Il divieto di passare ponte aveva però un’eccezione, in occasione delle condanne a morte. In quel caso, dopo avere indossato il vestito con cappuccio rosso che costituiva il suo abito da lavoro – ancora oggi è custodito nel museo criminologico di Roma – Mastro Titta attraversava il Tevere.

Le esecuzioni capitali, infatti, avevano luogo sempre sulla sponda sinistra del fiume, a volte in piazza del Popolo, altre volte a Campo de’ Fiori, o in piazza del Velabro.
Da qui nasce un altro famoso modo di dire, che molti vecchi romani conoscono: “Mastro Titta passa ponte”, che è una sorta di annuncio di morte, sta a significare che oggi c’è una brutta aria e qualcuno ci lascerà le penne.

Si narra che Mastro Titta fosse sempre molto gentile coi condannati, ai quali offriva del vino o del tabacco, per stordirli e rendergli meno angosciosi gli ultimi attimi di vita.

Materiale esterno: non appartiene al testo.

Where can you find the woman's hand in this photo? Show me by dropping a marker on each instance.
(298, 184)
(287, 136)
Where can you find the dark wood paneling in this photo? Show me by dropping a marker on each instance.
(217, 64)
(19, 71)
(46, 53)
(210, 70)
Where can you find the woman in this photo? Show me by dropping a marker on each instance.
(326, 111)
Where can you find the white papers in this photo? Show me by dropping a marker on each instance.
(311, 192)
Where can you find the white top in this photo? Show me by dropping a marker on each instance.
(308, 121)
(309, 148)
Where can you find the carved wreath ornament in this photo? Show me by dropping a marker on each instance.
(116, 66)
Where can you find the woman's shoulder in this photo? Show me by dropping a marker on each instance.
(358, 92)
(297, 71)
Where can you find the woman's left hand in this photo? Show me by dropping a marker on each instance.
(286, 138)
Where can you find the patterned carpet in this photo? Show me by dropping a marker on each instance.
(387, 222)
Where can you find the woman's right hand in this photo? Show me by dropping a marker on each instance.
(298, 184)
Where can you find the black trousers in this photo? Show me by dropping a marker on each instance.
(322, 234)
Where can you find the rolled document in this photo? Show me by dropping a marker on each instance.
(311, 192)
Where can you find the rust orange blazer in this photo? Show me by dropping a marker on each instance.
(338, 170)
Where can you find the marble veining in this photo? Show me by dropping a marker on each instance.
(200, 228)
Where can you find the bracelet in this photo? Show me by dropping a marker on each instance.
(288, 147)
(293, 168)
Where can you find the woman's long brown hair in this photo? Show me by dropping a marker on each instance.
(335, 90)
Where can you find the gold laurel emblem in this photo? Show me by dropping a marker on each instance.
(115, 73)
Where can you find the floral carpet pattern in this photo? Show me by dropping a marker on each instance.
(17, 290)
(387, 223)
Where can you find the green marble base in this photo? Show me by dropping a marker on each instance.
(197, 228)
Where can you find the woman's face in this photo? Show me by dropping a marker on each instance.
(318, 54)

Poi, rientrato a Borgo dopo il lavoro, Giovanni Battista Bugatti, nei lunghi mesi di pausa che intercorrevano fra un’esecuzione e l’altra, sbarcava il lunario vendendo e riparando ombrelli.

L’ultima condanna a morte della sua lunghissima carriera, viene eseguita da Mastro Titta il 17 agosto del 1864, quando il Bugatti ha già superato ampiamente gli ottant’anni. Da quel giorno se ne andò in pensione, con un vitalizio mensile di 30 scudi, concessogli da papa Pio IX. Morirà cinque anni dopo, nel 1869, a novant’anni esatti.

Le leggende

Le vicende delle esecuzioni di Mastro Titta vennero narrati già quando egli era in vita e in attività. Charles Dickens e Lord Byron, ebbero entrambi modo di assistere a delle condanne a morte effettuate da Mastro Titta, di cui ci hanno poi lasciato la cronaca.

Così come ha fatto Giuseppe Gioacchino Belli, contemporaneo del boia, che cita Mastro Titta in vari componimenti e che ci ha anche tramandato, nel suo sonetto “Er ricordo”, quell’usanza romana di dare uno schiaffo ai bambini subito dopo un’esecuzione, in segno di monito. Un’usanza poi resa celebre dal film “Il marchese del Grillo”.

È subito dopo la morte del Bugatti, però, che cominciano a fiorire numerose leggende sul suo conto. Leggende che cominciano a mescolarsi coi reali fatti storici, in un mix nel quale finzione e realtà divengono indistinguibili. Alla fine dell’Ottocento viene anche pubblicata una falsa autobiografia di Mastro Titta – spacciata a lungo per vera – ricca di aneddoti e racconti, poi rivelatisi frutto di fantasia.

Il mondo dello spettacolo ha completato l’opera, rendendo Mastro Titta protagonista di commedie musicali e film. Da “Rugantino” – sia nella versione teatrale di Garinei e Giovanni, sia in quella cinematografica di Pasquale Festa Campanile – a “Nell’anno del Signore” di Luigi Magni.

Ma la leggenda più famosa è quella che vuole che il fantasma di Mastro Titta passeggi alle prime luci dell’alba, avvolto nel suo mantello col cappuccio rosso, nei vari luoghi che frequentava per svolgere il suo macabro lavoro: presso la chiesa di Santa Maria in Cosmedin, in piazza del Popolo, o sul Ponte Sant’Angelo.
Si dice anche che, talvolta, offra una presa di tabacco a chi incontra, così come era solito fare con i condannati.